Ballinger’s Miranda costume consists of severely parted hair and bright-red lipstick smeared past the borders of her mouth. The lipstick is a constant irritant; Ballinger often complains that the red tint stains her face. Sometimes she will scrutinize herself in the camera and note the halo around her mouth, which makes her look as though she’s been guzzling red Gatorade. Other times, she lists her scheduling stresses. “I overdid it,” she says, leaning her phone against the dashboard of her car, on the way to pick up props for a “collab” with two child stars. “I’m dying. I’m drowning in work. And it’s my own fault.” Surprisingly, she is candid about being frustrated when she doesn’t get enough views, musing out loud to the camera about tactics for making viral content.

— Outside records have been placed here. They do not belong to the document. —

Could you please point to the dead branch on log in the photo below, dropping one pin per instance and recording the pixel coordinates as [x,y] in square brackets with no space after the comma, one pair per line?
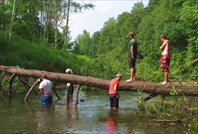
[54,89]
[147,87]
[1,78]
[26,85]
[166,123]
[32,87]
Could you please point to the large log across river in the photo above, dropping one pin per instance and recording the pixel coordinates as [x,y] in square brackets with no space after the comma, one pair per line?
[148,87]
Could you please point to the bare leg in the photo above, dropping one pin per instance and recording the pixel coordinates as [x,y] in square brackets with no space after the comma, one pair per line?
[166,78]
[132,75]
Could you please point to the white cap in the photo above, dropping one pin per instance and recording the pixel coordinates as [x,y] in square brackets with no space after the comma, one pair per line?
[68,71]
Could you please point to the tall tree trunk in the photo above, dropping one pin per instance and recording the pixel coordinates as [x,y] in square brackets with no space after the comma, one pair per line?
[2,18]
[66,29]
[56,24]
[148,87]
[12,19]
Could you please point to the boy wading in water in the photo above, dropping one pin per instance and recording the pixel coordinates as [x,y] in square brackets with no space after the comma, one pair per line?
[165,58]
[113,91]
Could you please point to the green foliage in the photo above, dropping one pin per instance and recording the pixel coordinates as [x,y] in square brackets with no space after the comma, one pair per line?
[172,107]
[176,18]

Ballinger’s family and friends seem genuinely delighted by Ballinger’s Miranda antics, but occasionally the good will begins to fray. “No more Miranda,” her toddler nephew says dolefully in one video, after Ballinger stays in costume for too long backstage. “I feel the same way,” Ballinger replies. When we tire of the personalities we’ve cultivated online, should we claw in deeper, or try to inch away? In 2016, when an interviewer asked Ballinger if she wanted to stop performing as Miranda, she responded with a plausible-sounding no—“I’m not over it or ready to move on at all.” But she also admitted, “It would be really fun to play other characters, and I know that I will.”
But will she? Ballinger and Miranda often appear in videos together, arguing like siblings. Ballinger recently announced her pregnancy. (She met her fiancé on the set of her Netflix show.) Now Miranda will be pregnant, too. Miranda is ageless but seems like a teen-ager, or maybe younger, so Ballinger incorporated her baby bump into the routine via an elaborate joke about immaculate conception. For now, Miranda marches on.